Used by R/03_harmonize.R to sweep all harmonized columns ending in _cd (the IRS convention for yes/no indicators), except for subsection_cd which is an integer-coded categorical, not a binary indicator.

4.6 R/transforms/efile_indicator.R

transform_efile_indicator(dt, logger = NULL)

The IRS e-file indicator uses inconsistent values across vintages. The harmonized source-column name also drifts: 990 + 990-EZ use elf in py2015–py2019, e-file (hyphenated) in py2020 of 990-EZ only, and efile from py2020/py2021 onward. 990-PF uses ELF everywhere except py2016, which uses ELFCD. All variants are mapped to efile_indicator in the crosswalk OVERRIDES.

Value encoding by vintage:

  • py2015 990 + 990-EZ: E (electronic) / P (paper)
  • py2016–py2017 990 + 990-EZ: Y / N
  • py2018+: E / P again

The transform accepts all observed encodings plus boolean-like spellings:

  • TRUE set: {E, e, Y, y, 1, T, TRUE, true, True}
  • FALSE set: {P, p, N, n, 0, F, FALSE, false, False}
  • Anything else → NA

Wired into apply_transforms() by column name (alongside ein, tax_period, subsection_cd) so it bypasses the generic _cd indicator sweep — efile_indicator doesn’t carry the _cd suffix in our harmonized naming.
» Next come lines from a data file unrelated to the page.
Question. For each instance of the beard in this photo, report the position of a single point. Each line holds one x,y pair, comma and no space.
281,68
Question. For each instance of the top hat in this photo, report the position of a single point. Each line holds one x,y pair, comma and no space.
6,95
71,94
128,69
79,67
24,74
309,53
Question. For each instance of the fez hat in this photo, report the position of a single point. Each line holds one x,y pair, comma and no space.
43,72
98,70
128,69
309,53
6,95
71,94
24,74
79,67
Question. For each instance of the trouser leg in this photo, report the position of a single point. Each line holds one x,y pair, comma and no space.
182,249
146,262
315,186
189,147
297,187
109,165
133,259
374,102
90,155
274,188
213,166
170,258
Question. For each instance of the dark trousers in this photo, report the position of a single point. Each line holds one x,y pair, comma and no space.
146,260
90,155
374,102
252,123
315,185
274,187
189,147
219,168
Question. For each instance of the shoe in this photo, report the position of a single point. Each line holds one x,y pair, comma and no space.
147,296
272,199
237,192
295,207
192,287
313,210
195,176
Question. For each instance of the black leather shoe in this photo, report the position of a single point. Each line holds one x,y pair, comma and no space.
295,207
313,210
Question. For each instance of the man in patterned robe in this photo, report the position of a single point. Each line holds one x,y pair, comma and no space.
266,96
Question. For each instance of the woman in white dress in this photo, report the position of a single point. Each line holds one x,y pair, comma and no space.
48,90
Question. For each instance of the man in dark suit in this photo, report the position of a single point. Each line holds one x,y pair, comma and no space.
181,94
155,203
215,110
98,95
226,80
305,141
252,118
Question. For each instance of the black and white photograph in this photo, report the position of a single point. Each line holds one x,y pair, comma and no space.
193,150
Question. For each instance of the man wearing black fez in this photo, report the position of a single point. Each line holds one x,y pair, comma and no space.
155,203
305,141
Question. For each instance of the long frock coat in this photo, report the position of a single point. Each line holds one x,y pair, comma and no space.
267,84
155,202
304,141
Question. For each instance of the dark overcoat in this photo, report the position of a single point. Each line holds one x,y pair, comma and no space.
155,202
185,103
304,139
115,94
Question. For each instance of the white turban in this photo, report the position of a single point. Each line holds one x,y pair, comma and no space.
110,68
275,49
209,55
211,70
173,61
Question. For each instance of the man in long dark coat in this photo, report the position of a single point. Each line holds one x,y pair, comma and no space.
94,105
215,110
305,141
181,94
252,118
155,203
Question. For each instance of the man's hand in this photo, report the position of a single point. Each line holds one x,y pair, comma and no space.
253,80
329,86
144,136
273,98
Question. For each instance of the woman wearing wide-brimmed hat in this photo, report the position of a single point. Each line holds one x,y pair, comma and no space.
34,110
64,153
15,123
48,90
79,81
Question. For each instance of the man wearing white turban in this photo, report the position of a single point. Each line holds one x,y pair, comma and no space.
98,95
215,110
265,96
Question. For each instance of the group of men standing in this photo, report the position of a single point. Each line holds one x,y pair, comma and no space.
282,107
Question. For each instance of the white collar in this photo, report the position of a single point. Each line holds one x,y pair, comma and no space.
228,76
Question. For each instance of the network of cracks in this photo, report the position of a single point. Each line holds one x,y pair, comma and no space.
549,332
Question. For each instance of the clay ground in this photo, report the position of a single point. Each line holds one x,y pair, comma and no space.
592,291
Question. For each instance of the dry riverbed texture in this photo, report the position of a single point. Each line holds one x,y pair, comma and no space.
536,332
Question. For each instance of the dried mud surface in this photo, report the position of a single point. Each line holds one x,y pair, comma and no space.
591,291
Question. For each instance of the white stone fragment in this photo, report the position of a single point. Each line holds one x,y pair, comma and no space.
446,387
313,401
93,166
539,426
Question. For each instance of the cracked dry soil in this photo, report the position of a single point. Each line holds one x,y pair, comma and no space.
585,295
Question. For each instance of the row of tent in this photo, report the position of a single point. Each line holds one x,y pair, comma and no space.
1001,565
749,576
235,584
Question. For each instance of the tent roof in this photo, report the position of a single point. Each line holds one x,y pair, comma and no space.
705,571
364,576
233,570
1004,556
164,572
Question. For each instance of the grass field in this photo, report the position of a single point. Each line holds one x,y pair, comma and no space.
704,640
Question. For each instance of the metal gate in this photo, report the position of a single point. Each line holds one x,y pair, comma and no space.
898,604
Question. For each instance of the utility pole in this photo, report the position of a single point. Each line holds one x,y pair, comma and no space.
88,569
4.7 Dispatch in R/03_harmonize.R

After the crosswalk renames source vars to harmonized names, apply_transforms() dispatches in this order:

  1. transform_tax_period(dt) — by name
  2. transform_ein(dt) — by name
  3. transform_subsection_cd(dt) — by name; derives is_501c3
  4. transform_efile_indicator(dt) — by name
  5. transform_indicators(dt, cols = grep("_cd$", names(dt))) minus subsection_cd — by suffix
  6. transform_financial_amounts(dt, cols = everything_else) — everything not consumed above

Order matters only for step 5/6 (suffix sweep must exclude the identity cols handled by 1–4) and for step 3 (which produces is_501c3, used downstream by quality checks).

4.8 Testing

Rscript tests/test_transforms.R runs all 32 unit tests against synthetic data.tables (no real CSV reads). Targets: each transform’s happy path, NA propagation, edge cases (empty, whitespace, malformed values), and boundary errors for multi-column transforms.